Хозяин покупателя дельного узнал, цыганам крикнул:
— Без сопливых обойдется, не такая лошадь, чтоб с цыганьями продавалась, отваливайте от телеги.
Запряг потом он лошадь пробовать, на телегу мужиков приглашал.
— Залазь больше, только голову держите, а то оторвется, как трону.
В телегу с десяток желающих налезло, двое на свободное место под уздцы вывели лошадь. Хозяин крикнул Никитону-мужику:
— Ну, держись! — и вожжами огрел коня.
Не привык, должно, к таким обидам тот, задними ногами по передку стукнул (хозяин крикнул: «Шалишь!») и, как машина, не чувствуя тяжести, вихрем понесся по площади.
Отчаянно застучали колеса, телега вот-вот по воздуху полетит. А конь все быстрее и быстрее закидывает ноги. Хозяин вожжи на руки навернул, из рук кровь брызнуть готова, Никитону-мужику кричит:
— Кабы не нужда, за тыщу не отдал бы.
Никитон-мужик, перегибаясь через край телеги и закрывая рукой глаза от летящей в него земли, старался сбоку посмотреть коня. От мысли, что он будет владеть такой лошадью, на душе радость с боязнью смешалась — а вдруг раздумает продавать хозяин.
Не раздумал тот. Отсчитал ему Никитон-мужик три «катеньки», повод из его полы своей полой выбил и завладел конем. В Извеково привел, все село сбежалось смотреть. Никитон сказал, еле сдерживая радость:
— Теперь… потягаемся.
В праздник нарядная толпа высыпала на круг. На бега лошадей с двадцать самых резвых отобрали. В ряд выстроились. Никитонову лошадь двое под уздцы держали.
Был на селе дед Захар (лет под сто), он всеми порядками заправлял. К столбу с чугунной доской подошел и колотушкой вдарил: бум-м!

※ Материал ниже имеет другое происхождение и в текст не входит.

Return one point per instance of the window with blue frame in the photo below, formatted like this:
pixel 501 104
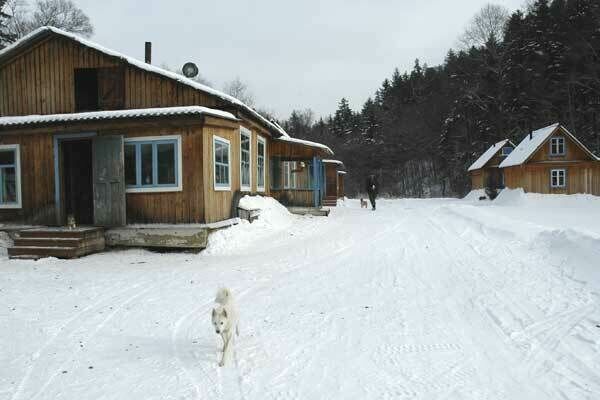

Как с цепи сорвались лошади и ветром понеслись к столбу. Хлещут наездники своих лошадей, а Никитонова и без кнута всех опередила. К столбу мужики не подъехали, как уже обратно мчался Никитон и кричал:
— Сторонись!.. Замну!..
Первым пришел его конь. Встал, крупно бока поднимал с минутку, потом фыркнул раза два и задышал спокойно, будто шагом прошел две версты положенные.
Никитой с дрожек слез, ног от радости под собой не чуял, язык, как у пьяного, заплетался. Едва выговорил:
— Вот каких лошадей водить надо!
Волчатник с двумя сыновьями невесть откуда пришел в Извеково. Тихонький такой, ласковый, явился он с ними в сборную избу и мужикам в ноги поклонился.
Молча ждали мужики, пока встанут они. Не захотел встать Волчатник, так и начали просьбу:
— От бедности сюда зашли. Безземелье одолело, и власть притом же дюже обижала, староверы мы тож. Примите, братцы родные, батраками каждому служить будем.
Умилостивил извековцев Волчатник своим видом смиренным да покорностью своей. Сами с переселом много горя видавшие, загуторили мужики:
— Земля божья, ее не жалко, разрывай коряги да паши, сколько можешь.
— Аль дегтем займайся.
— Может, в пастухи отдашь нам одного, мы не обидим ценой-то.
— Братцы, любого берите, абы не сидеть голодным нам.
Приняли его в общество извековцы. На краю села позьмо ему отвели. К осени Волчатник избу, двор себе сделал и прочим хозяйством обзавелся.
Года за три разбогател Волчатник. Дивились извековцы:
— Гляди, как кадилу раздул.
— С деньгой, должно, был мужик.
— Какая там деньга, барахлишко, должно, продал там, а сюда деньжат прихватил.
— С барахлишка — разбогатеешь, держи карман шире, а то мимо проскочит.
— Не дурит ли на стороне чем-нибудь?
— Не слыхать будто — не жалуются.
— Не должон дурить, тихий он человек.
— Как за него ручаться, чужая душа — потемки.